Starring Karoline Leaveitout, America’s most rattled press secretary
Supporting Cast: 43 reporters holding four 500-page binders each
Props: An industrial-strength lectern made from reclaimed gas station signage

Karoline Leaveitout stood at the podium, flanked by two sad-looking interns holding aloft laminated Tariff Flowcharts that looked like crime-scene schematics for a pasta-related homicide.

The press gaggle before her looked dazed. Blistering sun. Sweat. Sunglasses. Eyes glazed. Each reporter was weighed down by a stack of binders so thick they had to be wheeled in on dollies.

“Good morning,” Karoline said, voice cracking like a broken windshield. “Today, I’ll be providing clarity on President Grump’s new Freedom Tariffs™ as part of Liberation Week’s Economic Reinforcement Initiative.”

No one blinked.

She took a deep breath and continued.

“Starting today, a 100% tariff will apply to vehicles where the manufacturer name and vehicle model name begin with the same letter—for any parts installed on the left side of the car.”

Confused murmurs.

“For example,” she said, voice shaking, “a Toyota Tacoma will be fully tariffed. But a Toyota 4Runner will only be partially tariffed—unless the rear-view mirror was manufactured in a country that rhymes with ‘Czech,’ in which case it’s exempt except on Tuesdays. Unless the car was built by college students during March Madness .”

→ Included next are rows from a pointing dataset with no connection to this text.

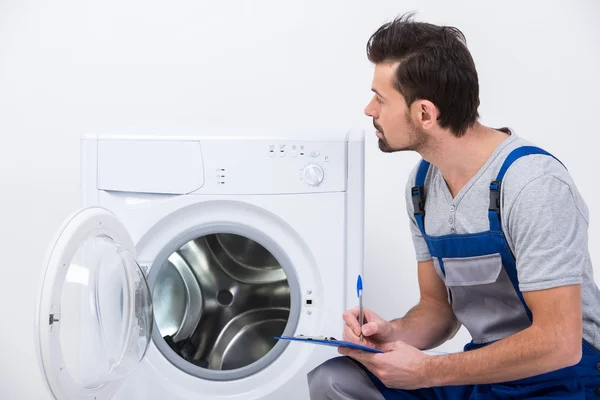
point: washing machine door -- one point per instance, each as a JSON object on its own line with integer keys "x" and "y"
{"x": 94, "y": 311}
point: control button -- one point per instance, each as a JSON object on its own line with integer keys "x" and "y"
{"x": 313, "y": 174}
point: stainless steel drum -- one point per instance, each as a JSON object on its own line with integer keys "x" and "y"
{"x": 219, "y": 300}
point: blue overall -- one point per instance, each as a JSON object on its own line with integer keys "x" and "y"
{"x": 577, "y": 382}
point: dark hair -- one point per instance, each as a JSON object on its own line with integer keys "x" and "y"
{"x": 435, "y": 65}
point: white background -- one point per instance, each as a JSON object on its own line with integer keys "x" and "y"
{"x": 69, "y": 66}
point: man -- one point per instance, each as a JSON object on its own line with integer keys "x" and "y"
{"x": 500, "y": 233}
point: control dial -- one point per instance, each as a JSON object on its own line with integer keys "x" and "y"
{"x": 313, "y": 174}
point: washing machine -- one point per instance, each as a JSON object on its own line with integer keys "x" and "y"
{"x": 190, "y": 254}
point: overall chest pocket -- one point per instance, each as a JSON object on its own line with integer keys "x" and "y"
{"x": 483, "y": 297}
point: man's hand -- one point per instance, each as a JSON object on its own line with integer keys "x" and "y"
{"x": 401, "y": 366}
{"x": 376, "y": 331}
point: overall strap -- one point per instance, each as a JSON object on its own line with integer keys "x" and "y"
{"x": 496, "y": 185}
{"x": 418, "y": 195}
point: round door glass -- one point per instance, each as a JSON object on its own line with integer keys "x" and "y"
{"x": 105, "y": 316}
{"x": 219, "y": 300}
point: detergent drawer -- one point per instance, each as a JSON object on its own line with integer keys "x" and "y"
{"x": 150, "y": 166}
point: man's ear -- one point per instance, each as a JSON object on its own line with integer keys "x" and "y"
{"x": 424, "y": 114}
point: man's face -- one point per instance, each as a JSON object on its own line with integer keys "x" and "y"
{"x": 396, "y": 129}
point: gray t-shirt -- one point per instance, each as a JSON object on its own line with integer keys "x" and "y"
{"x": 544, "y": 219}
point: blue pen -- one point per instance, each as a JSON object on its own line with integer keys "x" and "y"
{"x": 359, "y": 295}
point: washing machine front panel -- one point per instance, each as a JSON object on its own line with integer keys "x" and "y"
{"x": 220, "y": 166}
{"x": 314, "y": 256}
{"x": 94, "y": 315}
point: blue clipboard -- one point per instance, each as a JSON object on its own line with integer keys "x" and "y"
{"x": 328, "y": 342}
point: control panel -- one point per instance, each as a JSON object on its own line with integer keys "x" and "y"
{"x": 222, "y": 166}
{"x": 251, "y": 166}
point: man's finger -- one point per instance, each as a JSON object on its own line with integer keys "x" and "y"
{"x": 351, "y": 319}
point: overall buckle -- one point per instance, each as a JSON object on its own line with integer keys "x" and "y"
{"x": 418, "y": 196}
{"x": 495, "y": 196}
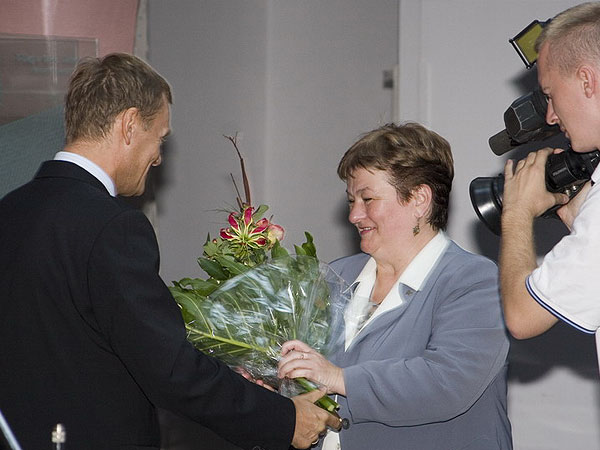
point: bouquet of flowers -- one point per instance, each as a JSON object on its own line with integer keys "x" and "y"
{"x": 257, "y": 296}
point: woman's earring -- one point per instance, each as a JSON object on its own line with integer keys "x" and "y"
{"x": 416, "y": 228}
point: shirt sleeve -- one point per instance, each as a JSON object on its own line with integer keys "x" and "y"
{"x": 564, "y": 282}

A reporter raised his hand. “March Madness this year?”

“No. Any March Madness.”

The murmurs turned to groans.

Karoline pushed forward, one eye twitching.

“Now for Nissan vehicles: if the car name starts with a different letter than the company—like Nissan Maxima—then tariffs only apply to glass and plastic parts made on Tuesdays or Thursdays, if shipped through the Panama Canal, on a Chinese-owned ship, registered to a British company, unless—” she paused to take a long sip of water, her hands visibly trembling—“unless there was a full moon during shipping.”

One journalist screamed into their binder.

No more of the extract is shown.